Thousands of former Toys R Us workers will receive severance payments from a new $20 million fund.

The move is considered rare among private-equity-backed companies that file for bankruptcy. Even so, the amount pledged is well below the $75 million a workers rights group says those who lost their jobs are owed.

Bain Capital and Kohlberg Kravis Roberts announced Tuesday that each had committed $10 million to a fund for former Toys R Us workers. Bain and KKR are two of the three firms that bought Toys R Us in a 2005 leveraged buyout and loaded it up with billions of dollars in debt before liquidating the chain in June. One hundred percent of contributions to the fund will be paid directly to eligible employees. The fund is structured so that other “interested parties” can contribute. A third Toys R Us owner, Vornado Realty Trust, did not immediately respond to a request for comment on whether it would give to the fund.

“This is a valuable and important step designed to provide a degree of financial relief to eligible former employees of Toys R Us,” said Kenneth Feinberg, an expert on designing compensation funds and one of the fund’s independent administrators.

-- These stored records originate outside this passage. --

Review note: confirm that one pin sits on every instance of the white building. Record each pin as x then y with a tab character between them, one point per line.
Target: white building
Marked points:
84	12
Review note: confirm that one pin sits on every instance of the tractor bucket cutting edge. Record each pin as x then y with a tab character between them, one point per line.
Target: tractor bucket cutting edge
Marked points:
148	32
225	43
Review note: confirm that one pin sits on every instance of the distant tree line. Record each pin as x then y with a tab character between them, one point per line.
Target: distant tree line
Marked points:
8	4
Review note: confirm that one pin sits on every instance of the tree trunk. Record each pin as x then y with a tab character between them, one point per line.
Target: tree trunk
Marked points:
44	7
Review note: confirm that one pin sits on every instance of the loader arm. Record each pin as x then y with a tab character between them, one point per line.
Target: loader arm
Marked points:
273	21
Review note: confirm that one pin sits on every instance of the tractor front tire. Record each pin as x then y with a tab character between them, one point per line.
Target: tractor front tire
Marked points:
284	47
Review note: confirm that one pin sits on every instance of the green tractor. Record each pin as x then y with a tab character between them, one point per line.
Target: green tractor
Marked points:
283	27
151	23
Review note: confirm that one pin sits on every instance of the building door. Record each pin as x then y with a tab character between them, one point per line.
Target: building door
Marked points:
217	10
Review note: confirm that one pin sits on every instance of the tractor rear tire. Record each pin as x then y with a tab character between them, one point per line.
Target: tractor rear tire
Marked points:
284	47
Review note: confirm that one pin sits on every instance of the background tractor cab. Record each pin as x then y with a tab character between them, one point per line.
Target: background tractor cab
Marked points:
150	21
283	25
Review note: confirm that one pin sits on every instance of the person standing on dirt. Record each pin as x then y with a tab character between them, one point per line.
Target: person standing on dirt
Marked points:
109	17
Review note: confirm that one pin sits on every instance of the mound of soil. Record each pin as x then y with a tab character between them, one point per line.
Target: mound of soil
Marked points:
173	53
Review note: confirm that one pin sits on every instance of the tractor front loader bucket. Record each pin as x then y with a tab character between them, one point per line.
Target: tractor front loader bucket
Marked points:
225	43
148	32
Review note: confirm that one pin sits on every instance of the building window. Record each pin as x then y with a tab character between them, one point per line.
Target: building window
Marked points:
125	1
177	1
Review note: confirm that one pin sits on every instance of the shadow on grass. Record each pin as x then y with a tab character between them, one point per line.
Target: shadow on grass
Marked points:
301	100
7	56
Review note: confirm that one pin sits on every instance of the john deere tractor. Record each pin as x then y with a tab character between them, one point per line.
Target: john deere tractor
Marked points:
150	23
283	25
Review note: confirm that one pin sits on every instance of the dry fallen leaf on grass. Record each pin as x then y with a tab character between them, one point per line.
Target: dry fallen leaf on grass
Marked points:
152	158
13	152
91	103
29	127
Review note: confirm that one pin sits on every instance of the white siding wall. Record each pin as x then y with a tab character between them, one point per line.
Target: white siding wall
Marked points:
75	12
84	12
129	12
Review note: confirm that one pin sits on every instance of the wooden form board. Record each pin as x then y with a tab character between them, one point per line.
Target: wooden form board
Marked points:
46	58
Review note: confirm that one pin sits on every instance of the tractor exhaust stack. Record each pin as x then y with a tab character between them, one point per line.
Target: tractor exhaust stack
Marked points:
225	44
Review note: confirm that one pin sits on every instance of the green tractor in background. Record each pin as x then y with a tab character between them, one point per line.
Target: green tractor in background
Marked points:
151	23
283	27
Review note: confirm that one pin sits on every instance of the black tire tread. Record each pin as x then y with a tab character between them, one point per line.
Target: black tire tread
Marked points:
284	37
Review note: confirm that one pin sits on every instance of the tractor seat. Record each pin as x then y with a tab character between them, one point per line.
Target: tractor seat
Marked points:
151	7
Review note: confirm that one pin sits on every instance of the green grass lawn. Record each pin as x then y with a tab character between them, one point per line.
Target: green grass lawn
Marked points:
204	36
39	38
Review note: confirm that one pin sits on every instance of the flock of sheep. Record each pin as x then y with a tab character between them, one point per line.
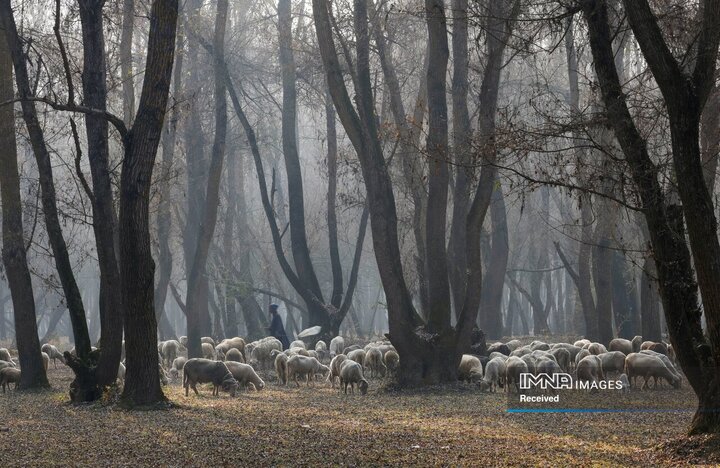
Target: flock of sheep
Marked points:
233	364
591	363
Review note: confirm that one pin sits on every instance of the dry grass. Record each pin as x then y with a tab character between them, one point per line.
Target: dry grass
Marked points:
448	426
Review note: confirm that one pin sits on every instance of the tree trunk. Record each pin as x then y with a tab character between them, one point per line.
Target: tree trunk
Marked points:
493	282
47	186
462	135
13	247
95	96
438	316
164	217
677	285
198	292
142	384
298	237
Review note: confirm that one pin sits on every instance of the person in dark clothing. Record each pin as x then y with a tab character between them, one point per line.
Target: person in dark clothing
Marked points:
276	327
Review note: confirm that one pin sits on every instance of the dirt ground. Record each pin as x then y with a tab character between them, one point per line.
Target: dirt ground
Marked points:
448	426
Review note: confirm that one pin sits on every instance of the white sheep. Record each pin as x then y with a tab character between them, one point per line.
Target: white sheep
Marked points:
514	366
351	374
177	367
234	354
335	364
470	368
303	366
337	344
392	361
374	361
54	353
494	375
9	375
245	375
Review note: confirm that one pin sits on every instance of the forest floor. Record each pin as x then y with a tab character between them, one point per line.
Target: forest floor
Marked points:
446	426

Exactly how the funds are distributed will be framed around company data including earnings and the number of hours worked, as well as input from former Toys R Us employees. A draft of the proposal suggests eligible employees must have worked for Toys R Us for at least one year, have made no more than $110,000 in annual income and have made no less than $5,000 in annual income.

The worker rights group Rise Up Retail has advocated that thousands of Toys R Us workers are owed $75 million in severance pay. Before filing for bankruptcy last year, Toys R Us had guaranteed its workers two weeks of severance for their first year of service, and one week of pay for every two years on the job after that. Rise Up Retail is also pushing for state and federal legislation that would require bankrupt companies to make severance payments.

Ann Marie Reinhart, a 29-year Toys R Us employee, called the fund “historic” and said it would set a precedent for how other private-equity backed companies that declare bankruptcy compensate their workers. Reinhart, 59, said she has not been able to find a job that gives her health insurance.

She and other workers, she said, would continue to put pressure on the hedge funds that own the company to protect former employees. Those hedge funds have held onto the Toys R Us and Babies R Us brand names, Web domains and other assets, and have even brought the iconic mascot Geoffrey the Giraffe back to work -- a move that worker advocates have dismissed as a “PR stunt.”

The news of a severance fund has"rejuvenated me, particularly that we can achieve something like this,” Reinhart said. “It’s a win for us, and it’s a win for any other retail worker that this happens to in the future, because we see what’s happening with Sears and Kmart.”

Carrie Gleason, campaign manager for Rise Up Retail, said tens of thousands of workers would be eligible for compensation under the fund’s guidelines. She credited Toys R Us families with consistently advocating for their rights and “pushing back and saying ‘our jobs matter, and our families deserve better.'"

Bain, KKR and Vornado have also come under political pressure to compensate former Toys R Us employees. In June, New Jersey Sens. Cory Booker and Robert Menendez, as well as New Jersey Congressman Bill Pascrell Jr., wrote to the firms urging for assistance for laid-off workers. That month, the lawmakers stood with Toys R Us employees and advocates outside the New Jersey-based retailer.

“This financial assistance fund will provide workers who lost their jobs through no fault of their own a better chance to provide for their families, stay in their homes, and rebuild their lives,” Booker, Menendez and Pascrell said in a statement.

Toys R Us cited $7.9 billion in debt against $6.6 billion in assets when it filed for bankruptcy in 2017. In March, the company announced it would close all 800 of its U.S. stores.

The beloved toy company was one of dozens of private-equity-backed retailers to file for bankruptcy amid massive changes to the industry. Citing heavy debt loads, retailers including Nine West, Claire’s, Gymboree, True Religion and Payless Shoe Source also recently filed for bankruptcy.

There will be a two-week period for former workers and other interested parties to give feedback on the fund’s terms and conditions. Feinberg and Camille Biros, another compensation fund expert and the fund’s second independent administrator, will then outline a final protocol. The claims process is expected to begin Dec. 15. Money will be distributed shortly after, and will probably be completed on or about April 30, 2019. Neither Bain nor KKR will have any role in distributing money or administering the fund.

In a statement, Bain and KKR said a “unique set of circumstances … called for a unique solution."

“The confluence of the disruption in retail, the push by the company’s secured creditors to liquidate the company’s U.S. operations, and the fact that we have never experienced something like this in the history of either firm, led us to try and find a way to provide some financial relief for former employees,” the firms said.

Abha Bhattarai contributed reporting.